A Polícia Civil realizou na manhã de sexta-feira, 14, uma grande mobilização de agentes com o objetivo de desarticular um grupo criminoso dedicado ao tráfico de entorpecentes e à lavagem ...

A mobilização das forças de segurança tem o objetivo de desarticular um grupo criminoso dedicado ao tráfico de entorpecentes e à lavagem de dinheiro - Foto: PCPR

A mobilização das forças de segurança tem o objetivo de desarticular um grupo criminoso dedicado ao tráfico de entorpecentes e à lavagem de dinheiro - Foto: PCPR

A Polícia Civil realizou na manhã de sexta-feira, 14, uma grande mobilização de agentes com o objetivo de desarticular um grupo criminoso dedicado ao tráfico de entorpecentes e à lavagem de dinheiro. 
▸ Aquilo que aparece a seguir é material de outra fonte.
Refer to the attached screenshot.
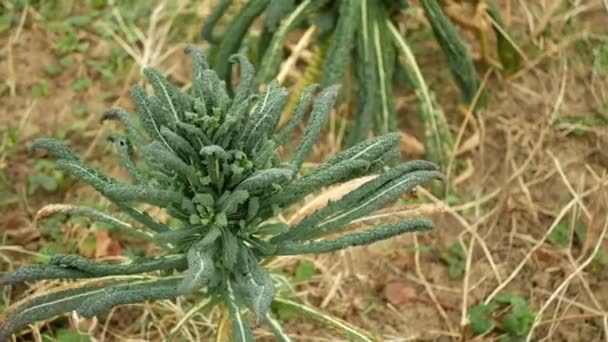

Os policiais cumpriram três ordens judiciais de prisão preventiva e sete de busca e apreensão em endereços situados em Paranaguá, no Litoral, e Fazenda Rio Grande, na Região Metropolitana de Curitiba.

Um dos mandados de prisão foi cumprido em desfavor de um funcionário público municipal.

FORÇAS DE SEGURANÇA

A operação, que contou com apoio operacional da Força Nacional e da Guarda Civil Municipal de Paranaguá, visa interromper a continuidade das atividades ilícitas e descapitalizar o grupo criminoso. 

Foto: PCPR

A partir dos elementos apreendidos durante o cumprimento das ordens judiciais a PCPR vai aprofundar as investigações para identificar novos elos e ramificações da organização, que atuava em áreas sob influência de organizações criminosas locais.

HOMICÍDIO

A investigação que culminou na ação teve como ponto de partida a apuração de um crime de homicídio ocorrido em dezembro de 2025 em Paranaguá. 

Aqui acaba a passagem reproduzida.